YAHYA KEMAL'İN ŞİİRLERİ VE İSTANBUL
Ahmet Hamdi TANPINAR
Evet, İstanbulu ve bütün vatanı, tarihimizle, halkımızla, ıztırap ve neşemizle, bizi bir çok meylerde o kadar üstün yapan macera ve tecrübelerden miras hayat ve dünya görüşümüzle, kendimizi hep onun eninde duyduk. Güneş gibi azametli ve öyle aydınlık manzumelerinde o bize kendimizden bahsetti. Onun ilhamı millî hayatın en mucizeli aynası oldu. Yıllardır bu aynanın ışık tufanında yıkanıyoruz, Böyle olduğu için hayatımıza ve kendimize şimdi bir yabancı gibi bakmıyoruz.

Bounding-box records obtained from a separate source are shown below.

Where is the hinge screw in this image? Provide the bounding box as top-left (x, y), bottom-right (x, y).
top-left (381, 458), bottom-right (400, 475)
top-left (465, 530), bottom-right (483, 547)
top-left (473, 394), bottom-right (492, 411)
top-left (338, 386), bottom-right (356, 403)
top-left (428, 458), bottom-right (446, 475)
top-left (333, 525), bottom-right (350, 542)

Gerçek vatan şairini onunla tanıdık. Vatan şairi derken, sık sık vatandan bahsedenleri kasdetmiyorum; vatanı dilin içinde ve öz cevheriyle kuran şairden:
Ardında vatan semtinin ormanları kuytu
Ve derin heybetinde yükselen, manzumelerin yaratıcısından bahsediyorum.
Şüphesiz ki, vatan sevgisi, millet sevgisi gibi duygular, behemehal sanatın şartı değildir, Sanat güzelin peşindedir. Ve onu elde etmeğe çalıştıkça millet dediğimiz terkip kendiliğinden yeni hüviyetler kazanır.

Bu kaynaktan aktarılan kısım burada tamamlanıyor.